「オレは、アイが欲しい」

「……俺には、心に決めた人がいるので」

「オレにも心に決めた奴がいるからアイは遠慮する」

「(ボケたのに……)」

「ま、アイは逃げらんないけどね。オレに使われるしか残された道はないよ。よかったね」

「……はい?」

「いやだから、オレが使ってるんだって」

「……いやいや。言ってる意味がわかんないから」


 だってここにいる人たちはみんな、あの家に使われる人間であって。……彼に、使われるって……。


「……意味がわからない」

「だろうね。だからちゃんと説明してあげるよ」


 そう言って彼はスケッチブックを取り出した。


「え。……な、何これ」

「何って、こんな感じでしょ? アイが知ってるところは」

「いや。どうしたのって聞いてるんだけど……」

「え? わかりやすいでしょ?」

「(もう何も言わないでおこう……)」


 まず、そこに描かれていたのは道明寺に捉えられている、カオルとレンと俺。それから、道明寺のバックにいる警察と政治家。

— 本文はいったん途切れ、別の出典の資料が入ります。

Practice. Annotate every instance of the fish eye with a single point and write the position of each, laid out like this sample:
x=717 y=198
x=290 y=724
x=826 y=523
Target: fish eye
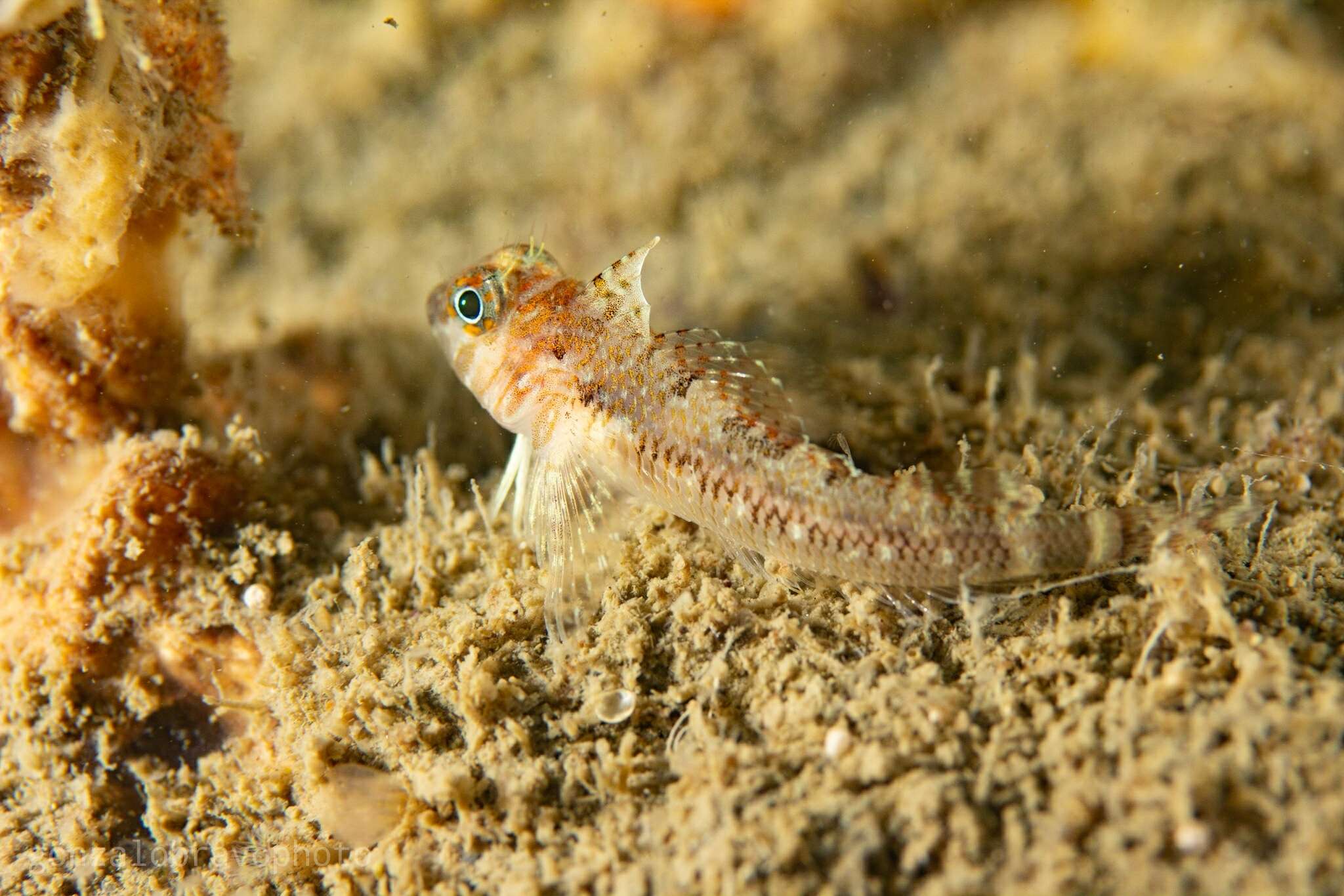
x=468 y=304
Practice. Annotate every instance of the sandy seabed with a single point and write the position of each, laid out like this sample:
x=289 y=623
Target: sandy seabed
x=259 y=636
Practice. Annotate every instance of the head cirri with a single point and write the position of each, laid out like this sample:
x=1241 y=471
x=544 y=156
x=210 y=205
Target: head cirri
x=478 y=301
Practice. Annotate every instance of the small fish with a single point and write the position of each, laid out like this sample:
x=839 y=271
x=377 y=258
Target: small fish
x=608 y=414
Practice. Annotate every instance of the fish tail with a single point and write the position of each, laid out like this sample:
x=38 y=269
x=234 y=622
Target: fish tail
x=1141 y=527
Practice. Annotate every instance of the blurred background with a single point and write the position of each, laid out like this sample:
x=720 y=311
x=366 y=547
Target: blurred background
x=1105 y=184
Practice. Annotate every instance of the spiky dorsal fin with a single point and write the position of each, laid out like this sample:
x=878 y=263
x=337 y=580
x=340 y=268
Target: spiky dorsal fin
x=618 y=296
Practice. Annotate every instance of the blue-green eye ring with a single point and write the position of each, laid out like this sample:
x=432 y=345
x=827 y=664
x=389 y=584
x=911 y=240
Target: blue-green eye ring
x=469 y=305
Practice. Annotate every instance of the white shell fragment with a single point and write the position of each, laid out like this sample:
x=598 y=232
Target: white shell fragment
x=257 y=597
x=614 y=706
x=837 y=741
x=358 y=805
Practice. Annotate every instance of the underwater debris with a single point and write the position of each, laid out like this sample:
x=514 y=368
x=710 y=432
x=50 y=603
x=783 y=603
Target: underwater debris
x=109 y=538
x=114 y=131
x=358 y=805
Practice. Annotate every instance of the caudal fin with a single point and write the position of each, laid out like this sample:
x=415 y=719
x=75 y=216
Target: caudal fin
x=1141 y=527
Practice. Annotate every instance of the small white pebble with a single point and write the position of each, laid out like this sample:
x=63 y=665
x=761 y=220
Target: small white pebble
x=837 y=741
x=614 y=706
x=1192 y=837
x=257 y=597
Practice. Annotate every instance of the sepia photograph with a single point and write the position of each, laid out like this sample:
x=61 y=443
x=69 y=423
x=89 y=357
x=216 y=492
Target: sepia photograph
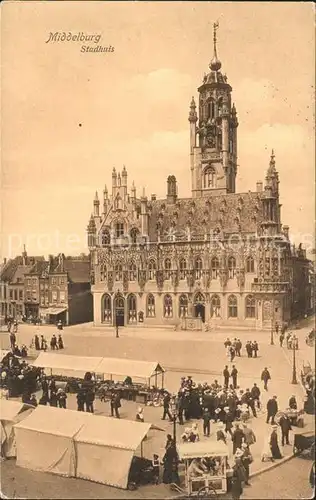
x=157 y=250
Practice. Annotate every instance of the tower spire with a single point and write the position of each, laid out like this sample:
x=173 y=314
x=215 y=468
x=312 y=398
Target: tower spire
x=215 y=64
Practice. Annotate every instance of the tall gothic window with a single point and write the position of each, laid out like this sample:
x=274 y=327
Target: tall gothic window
x=152 y=270
x=215 y=267
x=167 y=269
x=250 y=265
x=118 y=272
x=134 y=235
x=131 y=309
x=132 y=271
x=183 y=306
x=151 y=312
x=231 y=267
x=198 y=268
x=232 y=307
x=103 y=273
x=209 y=177
x=250 y=307
x=119 y=229
x=106 y=308
x=215 y=306
x=167 y=306
x=105 y=237
x=183 y=269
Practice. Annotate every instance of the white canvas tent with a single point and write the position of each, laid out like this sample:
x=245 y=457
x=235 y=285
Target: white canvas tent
x=105 y=448
x=66 y=365
x=11 y=412
x=44 y=440
x=120 y=367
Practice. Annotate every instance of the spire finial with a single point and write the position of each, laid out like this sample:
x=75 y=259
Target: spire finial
x=215 y=64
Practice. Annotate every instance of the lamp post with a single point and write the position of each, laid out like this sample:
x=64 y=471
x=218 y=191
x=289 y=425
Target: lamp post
x=294 y=347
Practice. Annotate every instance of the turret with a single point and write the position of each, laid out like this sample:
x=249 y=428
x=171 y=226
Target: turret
x=96 y=205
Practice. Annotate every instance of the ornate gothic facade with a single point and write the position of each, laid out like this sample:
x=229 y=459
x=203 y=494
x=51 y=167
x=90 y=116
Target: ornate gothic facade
x=219 y=256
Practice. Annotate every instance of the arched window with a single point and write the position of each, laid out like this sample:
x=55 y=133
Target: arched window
x=183 y=306
x=167 y=307
x=105 y=237
x=183 y=269
x=215 y=267
x=131 y=309
x=134 y=235
x=103 y=273
x=167 y=269
x=232 y=307
x=118 y=272
x=250 y=265
x=132 y=271
x=151 y=312
x=250 y=307
x=215 y=306
x=152 y=270
x=231 y=267
x=198 y=268
x=106 y=308
x=119 y=229
x=209 y=177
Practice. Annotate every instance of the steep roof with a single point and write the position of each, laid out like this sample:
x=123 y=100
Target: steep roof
x=230 y=211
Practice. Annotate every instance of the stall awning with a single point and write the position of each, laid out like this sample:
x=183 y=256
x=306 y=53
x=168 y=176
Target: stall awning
x=129 y=367
x=61 y=363
x=202 y=449
x=55 y=310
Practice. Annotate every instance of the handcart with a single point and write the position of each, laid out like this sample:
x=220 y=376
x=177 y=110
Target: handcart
x=206 y=469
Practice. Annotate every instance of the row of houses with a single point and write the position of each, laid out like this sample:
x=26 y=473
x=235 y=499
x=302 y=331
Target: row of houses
x=57 y=289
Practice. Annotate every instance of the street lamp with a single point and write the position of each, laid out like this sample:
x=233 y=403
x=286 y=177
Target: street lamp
x=294 y=347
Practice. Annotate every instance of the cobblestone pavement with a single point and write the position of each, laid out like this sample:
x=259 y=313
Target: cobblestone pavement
x=202 y=356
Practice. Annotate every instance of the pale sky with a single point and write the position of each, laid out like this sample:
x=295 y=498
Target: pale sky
x=133 y=105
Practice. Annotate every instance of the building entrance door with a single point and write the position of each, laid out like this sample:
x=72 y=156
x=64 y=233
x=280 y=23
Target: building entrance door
x=119 y=310
x=200 y=311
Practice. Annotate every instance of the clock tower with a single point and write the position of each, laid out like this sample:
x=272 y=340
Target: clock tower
x=213 y=134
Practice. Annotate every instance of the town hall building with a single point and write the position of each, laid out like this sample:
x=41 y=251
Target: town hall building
x=217 y=258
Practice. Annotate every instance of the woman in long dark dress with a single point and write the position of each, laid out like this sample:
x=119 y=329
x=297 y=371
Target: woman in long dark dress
x=274 y=445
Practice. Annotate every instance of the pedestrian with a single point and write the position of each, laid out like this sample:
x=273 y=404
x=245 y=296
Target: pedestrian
x=275 y=450
x=226 y=376
x=233 y=375
x=60 y=342
x=255 y=394
x=166 y=407
x=255 y=349
x=293 y=403
x=249 y=435
x=206 y=422
x=237 y=438
x=272 y=409
x=265 y=377
x=246 y=459
x=285 y=424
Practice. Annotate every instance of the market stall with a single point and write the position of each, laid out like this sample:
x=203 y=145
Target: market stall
x=44 y=440
x=206 y=466
x=66 y=365
x=11 y=413
x=103 y=443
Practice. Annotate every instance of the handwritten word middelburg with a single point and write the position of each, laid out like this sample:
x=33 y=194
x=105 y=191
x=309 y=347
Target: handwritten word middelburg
x=59 y=36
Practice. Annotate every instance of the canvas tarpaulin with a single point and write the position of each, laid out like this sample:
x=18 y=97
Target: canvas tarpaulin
x=45 y=442
x=11 y=412
x=105 y=448
x=66 y=365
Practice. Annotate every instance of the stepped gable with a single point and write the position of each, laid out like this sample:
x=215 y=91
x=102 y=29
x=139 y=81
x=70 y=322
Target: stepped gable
x=234 y=212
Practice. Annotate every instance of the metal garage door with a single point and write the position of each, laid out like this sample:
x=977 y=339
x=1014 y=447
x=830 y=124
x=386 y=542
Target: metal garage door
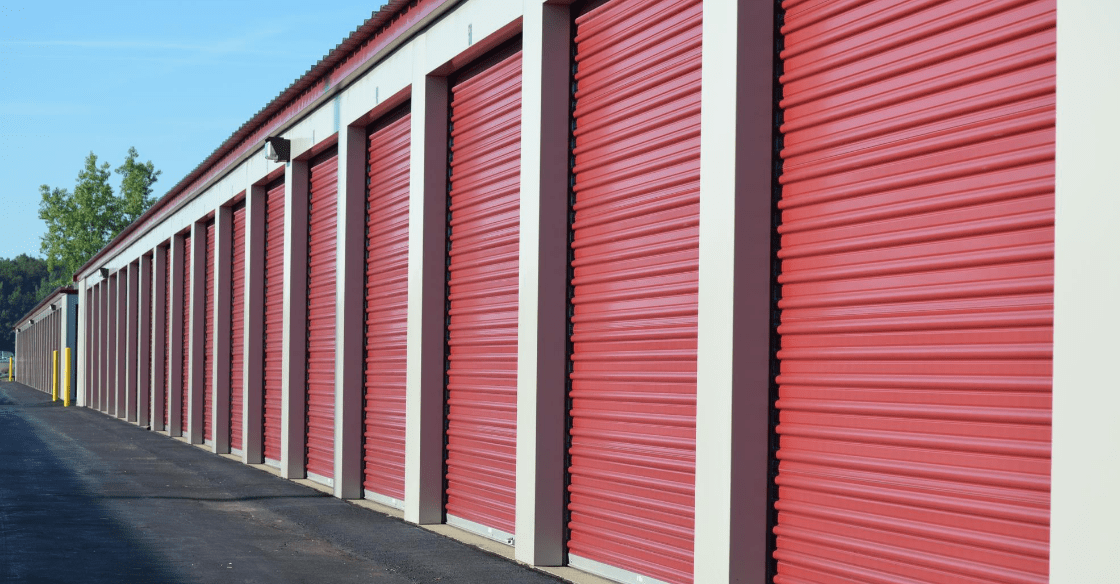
x=273 y=320
x=185 y=355
x=322 y=243
x=111 y=355
x=150 y=324
x=636 y=167
x=167 y=332
x=917 y=210
x=238 y=328
x=386 y=267
x=208 y=336
x=91 y=368
x=482 y=369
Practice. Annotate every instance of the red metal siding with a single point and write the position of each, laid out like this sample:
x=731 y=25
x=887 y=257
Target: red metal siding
x=635 y=249
x=322 y=244
x=917 y=224
x=91 y=367
x=238 y=328
x=273 y=318
x=109 y=405
x=151 y=321
x=167 y=332
x=208 y=335
x=185 y=355
x=482 y=392
x=386 y=267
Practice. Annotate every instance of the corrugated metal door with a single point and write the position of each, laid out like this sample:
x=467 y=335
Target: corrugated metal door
x=151 y=324
x=167 y=332
x=482 y=373
x=185 y=355
x=273 y=318
x=322 y=243
x=208 y=335
x=238 y=328
x=386 y=266
x=917 y=224
x=635 y=250
x=91 y=367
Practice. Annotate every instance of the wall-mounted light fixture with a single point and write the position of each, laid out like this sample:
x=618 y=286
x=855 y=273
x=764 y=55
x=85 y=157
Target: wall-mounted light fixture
x=277 y=149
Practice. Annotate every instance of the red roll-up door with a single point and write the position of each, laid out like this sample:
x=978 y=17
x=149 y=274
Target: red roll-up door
x=386 y=266
x=208 y=335
x=185 y=355
x=485 y=198
x=87 y=307
x=635 y=252
x=238 y=327
x=167 y=331
x=917 y=240
x=273 y=318
x=151 y=334
x=322 y=243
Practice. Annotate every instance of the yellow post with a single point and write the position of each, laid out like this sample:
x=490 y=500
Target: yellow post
x=54 y=376
x=66 y=377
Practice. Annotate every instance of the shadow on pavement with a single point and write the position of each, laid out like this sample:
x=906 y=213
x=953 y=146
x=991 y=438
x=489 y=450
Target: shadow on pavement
x=50 y=528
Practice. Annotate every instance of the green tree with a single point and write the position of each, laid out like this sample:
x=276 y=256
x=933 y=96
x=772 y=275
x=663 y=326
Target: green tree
x=136 y=187
x=83 y=222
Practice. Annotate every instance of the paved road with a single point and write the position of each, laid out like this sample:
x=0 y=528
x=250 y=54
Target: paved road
x=89 y=499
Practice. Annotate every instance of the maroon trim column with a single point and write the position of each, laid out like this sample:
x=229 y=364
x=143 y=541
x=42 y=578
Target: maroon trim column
x=253 y=408
x=143 y=342
x=223 y=260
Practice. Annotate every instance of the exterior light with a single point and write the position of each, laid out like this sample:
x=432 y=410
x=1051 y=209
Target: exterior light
x=277 y=149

そして、スパイとして道明寺へと潜り込んだ、公安のコズエさんが図にされていた。

 それから彼は、次々に書き足していく。

 付け加えられたのは、公安のコズエさんと桜の理事長が繋がっている図。


「雨宮先生はあいつに接触するため、まず桜に乗り込んだんだ」

「え」

「本当はあいつは中学は桜に入るはずだった。でも、あいつは入学できなかった」

「(それは。俺が……)」

「雨宮先生の本当の仕事は、あいつを消すことだったんだ」

「……!!」

「アイくん。今は違うから、安心して?」

「……っ、そんなの。信じられません」

「まあどうするかは、オレがちゃんと説明しきってからにしてね」

「………………」


 無言を肯定と取ったのだろうか、ペンでスケッチブックを指しながら彼は説明を続ける。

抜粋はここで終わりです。